Ryanair Sees Very Strong Summer If No COVID Setback
Ryanair expects huge pent-up demand to lead to record summer passenger numbers and higher ticket prices if the recovery is not thrown off course by a new COVID-19 variant, group chief executive Michael O'Leary has said.
But he said that the budget carrier's outlook remains uncertain and that it is currently cutting fares aggressively to try to restore passenger numbers to pre-pandemic levels by March.
O'Leary was speaking to investors after Ryanair reported a loss of €96 million for the final three months of 2021, broadly in line with a consensus estimate of a €101 million loss in a company poll of analysts.
The Irish airline, which is Europe's largest by passenger numbers, reiterated its forecast for a loss of between €250 million and €450 million for its full financial year ending March 31.
"Very Strong Bounce Back"
Ryanair has seen a "very strong bounce back" in bookings in recent weeks, O'Leary said, which should help passenger numbers recover rapidly from six to seven million in January to eight to nine million in February and 11 to 12 million in March - reaching pre-COVID-19 levels for that month.
Investors' focus on the "very short term, slightly cautious commentary" led shares to fall by as much as 6% after O'Leary's comments, Goodbody analyst Mark Simpson said, even as they did not include anything that undermined the view of a summer recovery.
Aircraft Occupancy And Capacity
O'Leary said Ryanair's aircraft should be almost 90% full by April and above that level in the summer. The airline has said that it is profitable when occupancy reaches 80%.
Ryanair is unlikely, however, to return this year to filling 95% of seats as it did before the pandemic, he added.

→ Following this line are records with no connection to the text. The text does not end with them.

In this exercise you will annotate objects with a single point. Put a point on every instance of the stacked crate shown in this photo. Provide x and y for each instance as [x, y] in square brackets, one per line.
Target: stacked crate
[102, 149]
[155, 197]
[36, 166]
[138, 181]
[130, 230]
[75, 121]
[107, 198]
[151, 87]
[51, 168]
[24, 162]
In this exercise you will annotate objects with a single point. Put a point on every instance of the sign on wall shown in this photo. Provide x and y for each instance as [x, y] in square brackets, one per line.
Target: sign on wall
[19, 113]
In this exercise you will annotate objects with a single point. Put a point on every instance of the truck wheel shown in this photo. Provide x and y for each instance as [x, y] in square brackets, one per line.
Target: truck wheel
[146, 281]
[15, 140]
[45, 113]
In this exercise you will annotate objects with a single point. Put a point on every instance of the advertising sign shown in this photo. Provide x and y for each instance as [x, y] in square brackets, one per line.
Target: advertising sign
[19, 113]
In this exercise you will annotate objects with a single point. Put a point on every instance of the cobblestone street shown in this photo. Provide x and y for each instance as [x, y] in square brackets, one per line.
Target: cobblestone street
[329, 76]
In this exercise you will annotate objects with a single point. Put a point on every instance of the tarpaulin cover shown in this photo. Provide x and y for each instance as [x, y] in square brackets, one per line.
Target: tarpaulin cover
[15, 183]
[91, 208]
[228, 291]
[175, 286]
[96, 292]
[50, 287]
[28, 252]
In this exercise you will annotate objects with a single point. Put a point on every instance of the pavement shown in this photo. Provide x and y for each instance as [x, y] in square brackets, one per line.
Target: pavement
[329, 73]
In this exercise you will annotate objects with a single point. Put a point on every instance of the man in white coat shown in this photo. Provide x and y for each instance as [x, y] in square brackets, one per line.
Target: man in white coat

Ryanair expects to fly 14% more capacity this summer than in the same season of 2019, and will carry a record 165 million passengers in the year to March 2023 up from just under 100 million in the current year and a pre-COVID-19 record of 149 million.
Easter Holidays And Summer
The Easter holidays in April are critical, O'Leary said. If they pass without a major COVID setback, "we think we will be set fair for a very strong summer recovery," he said.
While it was too soon to forecast summer fare levels, O'Leary said they should be helped by the likelihood of approximately 10% less short-haul capacity in Europe than in the summer of 2019 due to airline failures and cuts by rivals.
"With the combination of less capacity short-haul and higher oil prices, I struggle to see why...there won't be a strong pricing recovery - certainly into the peak summer months" absent negative COVID-19 developments, he said.
Rivals easyJet and Wizz have both said in recent days that they expect strong demand for summer holidays, but Wizz said that excess capacity could weigh on pricing. Their shares were down 0.9% and 3%, respectively, on Monday 31 January.
Higher Level Of Fuel Hedging
A higher level of fuel hedging than many rivals will give Ryanair the option of being "aggressive on pricing" to fill planes if necessary, O'Leary said.